Following up my own post, many of my coworkers in their forties are still paying off student loans from over 20 years ago. Amounts that were tiny compared to what it costs now to attend the same school.
Some of the new graduates we are hiring are paying almost as much on student loans as they are for rent. And rent is really high around here.
They afford it once they start working and pay it black slowly over years, using that college education they just got. As in my example, my parents were much poorer than I ever was. They could have never paid back my loans. Once I was done with graduate school and fellowships and had a job, I was easily able to.
I’m sorry to hear that. Can you ask them why their parents are not paying their loans, or why their parents didn’t pay to send them to college? Those answers are really interesting to me.
Part of the problem is that the balance of financial has tipped away from grants and scholarships to loans, and interest rates on loans are higher than they used to be.
When my siblings were in college in the 70s they received more grants and loans were at 1-2%. When I went in the 1980s, I had more loans and rates around 7%. As tuition has gone up and outstripped inflation, students needs more aid (mostly loans) and higher rates.

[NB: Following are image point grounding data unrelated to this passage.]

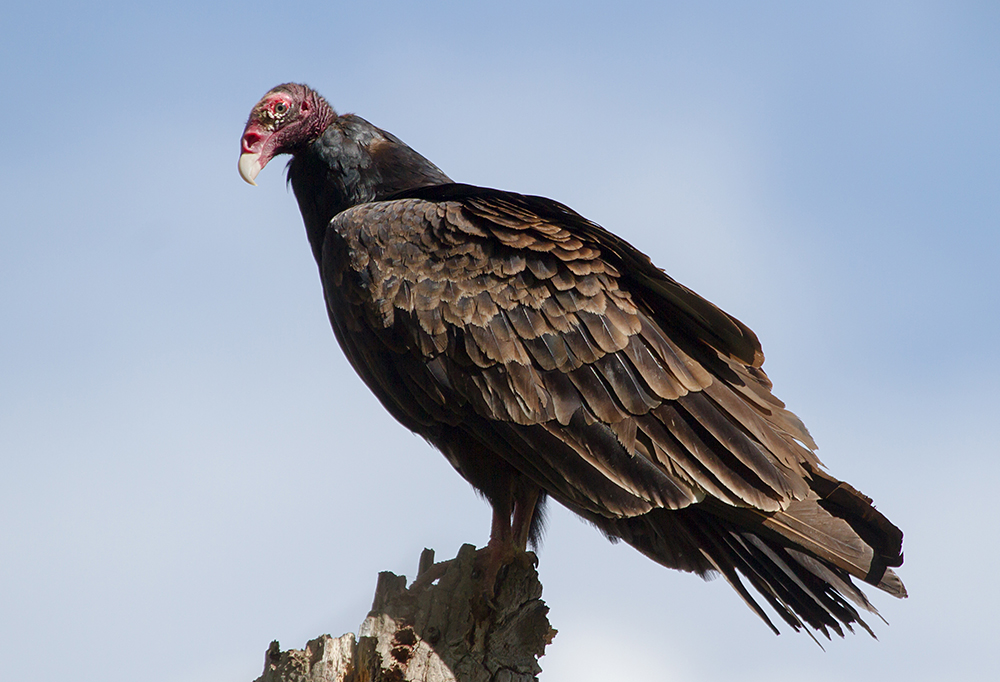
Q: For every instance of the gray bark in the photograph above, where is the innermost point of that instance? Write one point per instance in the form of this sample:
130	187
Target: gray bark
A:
442	630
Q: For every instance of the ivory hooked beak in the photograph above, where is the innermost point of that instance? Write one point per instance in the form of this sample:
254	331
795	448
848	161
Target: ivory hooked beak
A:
249	166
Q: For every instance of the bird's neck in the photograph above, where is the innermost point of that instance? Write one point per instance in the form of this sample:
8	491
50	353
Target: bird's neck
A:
352	163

That’s the root of the crisis. Tuition going up disproportionate to inflation and relative decline in grants.
Once again, an 18 year old high school graduate, who has pretty much no money, isn’t being asked to pay off those loans. A college graduate in their 20s and 30s, with a (hopefully) good, full-time job, is being asked to do so, and they’re being expected to pay it off over the course of decades.
Now, there’s a reality here, which @Mighty_Mouse alluded to, and that’s that college has gotten far, far more expensive over the past 30 years, and the amount of student loan debt with which many people graduate is, frankly, crazy. And, not every person who graduates from college winds up with high-income jobs.
20 or 30 years ago, I have no doubt that the model worked better than it does now, due to just how expensive college has become, and how much debt many students are being saddled with.
Yes, they were poorer than I was. My loans were deferred while I was in grad school but after grad school I made enough to begin paying them back and over the years my income significantly outstripped theirs.
There are many ways to support a child through college than financial. They helped in 1000 different ways, but money was one way they were limited.
Many students can’t, for various reasons, count on assistance from one or more of their parents. Parents can, of course, make loan payments for their kids if they want to. But surely you can see that the program needs to be built to work for people who don’t have parents, or who can’t count on their parents’ support, particularly as those are the students who most need help.
Again, nothing stops parents from helping to pay tuition, or making payments or helping with loan payments. There are loan programs for parents too, but again, the main program is built around the student themselves.
Sorry, I’m not talking about grad school. I’m talking about when you graduated high school and were going to undergrad. Your parents were poorer than you were when you graduated high school?
Uh no. But I wasn’t paying loans then, so how is that relevant? The loans sat in an account and did nothing and did not accumulate interest. Once I graduated college I had six months to begin paying them back. But I went to grad school instead, so they remained deferred until I was done.
I was 26, married, and employed when I begun paying them back.
I rather doubt that was the case, and I really don’t think that that was what he was saying.
What I think you’re failing to grasp is that student loans are based on a fundamentally different premise than personal bank loans made to adults.
When an adult borrows from a bank, the bank looks at their current financial situation (assets, debts, income), and uses that as an assumption for how much to loan, and at what rate.
When a college student takes out a federal student loan, they are, in essence, borrowing against their future earning potential, over the decades to come.
Most people have parents. My question is when people say “I have so much college debt” nobody expects that their parents should pay for it. I’m just curious on why that is, that’s all.
Most people do expect parents to help and most parents do.
The crisis about the kids who are in crushing debt because their parents cannot help. It’s not my kids we’re worried about. We worry about the kids like I was, but they have much, much more debt than I ever did, for the reasons I stated earlier about changes in financial aid over the past decades.
Plus, kids today are graduating into a disaster of a job market, making even harder on them.
Yes it’s a crisis, but it’s not because the fundamental system is wrong.
It’s a crisis because the system is knocked out of balance combined with a horrible job market exacerbating the financial aid problem, coupled with rising tuition rates.
Most parents want to help their kids. Most parents do, to some extent. Not all can. But it’s all made worse now because the system is out of balance.
FWIW, in case my jargon username isn’t meaningful to you, I’m in higher education myself. These are conversations I have almost daily.
Of course. My question is why do parents not foot the entire bill for their kids’ college?
And the answer seems to be because it’s easier for an 18 year old high graduate to get loans for college instead of their parents. And their parents don’t pay the loans for their children.
And that is my original question, it’s my job to pay for my kids’ education, is that not expected of me? Apparently, it’s not.